The Wreckage
by Michael Robotham
(Little Brown, $24.99, V) ISBN 978-0-316-12640-3
*****
Working as a foreign correspondent in Baghdad Luca Terracini teams up with Daniela Garner , a U.S. auditor, to find out who is behind the bombing of eighteen banks in the Iraqi capital. At the same time, Vincent Ruiz, retired cop in London, befriends a young woman he mistakenly believes is being abused by her boyfriend. The young woman, Holly Knight, and her young man, Zac Osborne, have an elaborate scam going involving burglarizing their target, a man who “rescues” Holly from Zac’s beatings.

Also in London, Richard North, a compliance officer for Mersey Fidelity, is in trouble. He is having second thoughts about not reporting financial inconsistencies to the proper authorities.

As the story evolves it becomes clear that all of the heretofore described events are connected. North is the key that will make sense of the disparate tales. North’s wife, Elizabeth, suspects that her husband is having an affair and hires a private investigator to either confirm or allay her fears. Ruiz is hot on the trail of his suspected burglars and Luca and Daniela are hoping for the journalistic coup of the decade. The deeper they dig the more extensive the money laundering scheme seems to be and, of course, the harder written confirmation of what they suspect is elusive.

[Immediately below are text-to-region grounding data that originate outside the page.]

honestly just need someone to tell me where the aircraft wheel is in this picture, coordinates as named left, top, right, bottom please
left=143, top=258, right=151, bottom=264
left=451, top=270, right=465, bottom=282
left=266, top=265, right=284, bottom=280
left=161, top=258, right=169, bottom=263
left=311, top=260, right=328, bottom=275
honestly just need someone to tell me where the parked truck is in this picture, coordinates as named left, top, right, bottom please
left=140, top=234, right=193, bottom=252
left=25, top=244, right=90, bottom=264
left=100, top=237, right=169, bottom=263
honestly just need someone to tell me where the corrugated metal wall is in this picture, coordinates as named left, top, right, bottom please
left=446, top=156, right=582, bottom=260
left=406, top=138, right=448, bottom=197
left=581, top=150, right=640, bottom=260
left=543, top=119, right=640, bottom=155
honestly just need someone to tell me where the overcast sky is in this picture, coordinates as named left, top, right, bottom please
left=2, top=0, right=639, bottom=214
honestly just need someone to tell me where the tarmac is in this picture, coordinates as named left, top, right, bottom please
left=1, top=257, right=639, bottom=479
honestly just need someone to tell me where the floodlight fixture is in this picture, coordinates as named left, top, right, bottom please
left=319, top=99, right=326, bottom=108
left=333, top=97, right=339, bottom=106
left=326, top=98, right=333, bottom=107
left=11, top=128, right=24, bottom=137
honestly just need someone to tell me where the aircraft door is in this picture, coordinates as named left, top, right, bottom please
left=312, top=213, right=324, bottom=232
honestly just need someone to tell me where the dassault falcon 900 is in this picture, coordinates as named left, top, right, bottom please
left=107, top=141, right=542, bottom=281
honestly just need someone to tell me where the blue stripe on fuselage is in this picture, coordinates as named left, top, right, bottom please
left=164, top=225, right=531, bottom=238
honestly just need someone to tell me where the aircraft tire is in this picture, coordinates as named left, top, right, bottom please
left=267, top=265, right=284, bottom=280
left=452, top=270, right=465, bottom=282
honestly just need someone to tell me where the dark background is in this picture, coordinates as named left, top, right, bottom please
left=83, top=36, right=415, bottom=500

Vincent Ruiz is a familiar figure to those fans of Michael Robotham, having appeared in Robotham’s earlier novels set in Britain. He is a tortured soul having endured the untimely death of his first wife Laura, the mother of his twins, Claudia and Michael. Two other unsuccessful forays into marriage have left him bitter and cynical. His career is over and his only close friend, Joe O’Loughlin has his own litany of problems. In The Wreckage, Ruiz’s problems are part of a much larger complex scenario which involves the creative use of money on a global scale.

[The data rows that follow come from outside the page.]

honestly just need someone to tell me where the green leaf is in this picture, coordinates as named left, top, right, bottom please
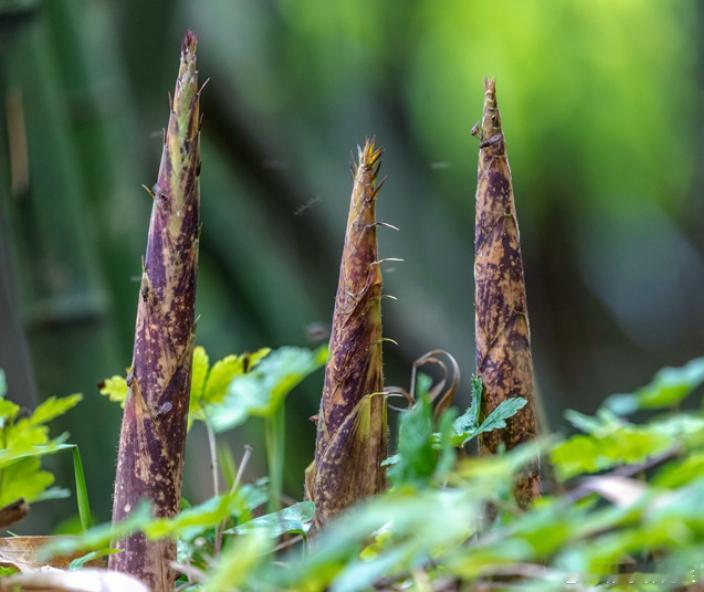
left=0, top=391, right=84, bottom=512
left=190, top=346, right=210, bottom=404
left=387, top=397, right=456, bottom=489
left=232, top=500, right=315, bottom=538
left=0, top=369, right=6, bottom=398
left=564, top=409, right=604, bottom=434
left=0, top=399, right=20, bottom=426
left=452, top=395, right=527, bottom=447
left=39, top=500, right=154, bottom=561
left=205, top=348, right=270, bottom=405
left=456, top=438, right=554, bottom=494
left=145, top=483, right=268, bottom=541
left=604, top=357, right=704, bottom=415
left=34, top=486, right=71, bottom=502
left=550, top=427, right=670, bottom=481
left=189, top=347, right=270, bottom=426
left=0, top=457, right=54, bottom=506
left=209, top=346, right=326, bottom=432
left=100, top=346, right=272, bottom=427
left=0, top=435, right=72, bottom=470
left=415, top=372, right=433, bottom=398
left=475, top=397, right=527, bottom=435
left=204, top=530, right=272, bottom=592
left=280, top=488, right=479, bottom=590
left=68, top=547, right=120, bottom=570
left=387, top=392, right=435, bottom=488
left=453, top=374, right=483, bottom=435
left=434, top=409, right=458, bottom=482
left=29, top=394, right=82, bottom=425
left=654, top=452, right=704, bottom=489
left=98, top=375, right=128, bottom=407
left=331, top=545, right=410, bottom=592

The story seems disjointed at the beginning of the book as the author sets up the various pieces in his game. Just what sort of financial shenanigans are being arranged and which governments are actively participating in the scheme is gradually spelled out in language even the financially impaired can understand. There is also a political and journalistic angle to the story that needs to be taken into account. The broad scope of these subplots contrasts with the troubles that plague the personal lives of Vincent Ruiz and Richard North. Both men, though their individual problems are quite different, have difficulty adjusting their professional persona with their personal one with the question of ethics playing a key role.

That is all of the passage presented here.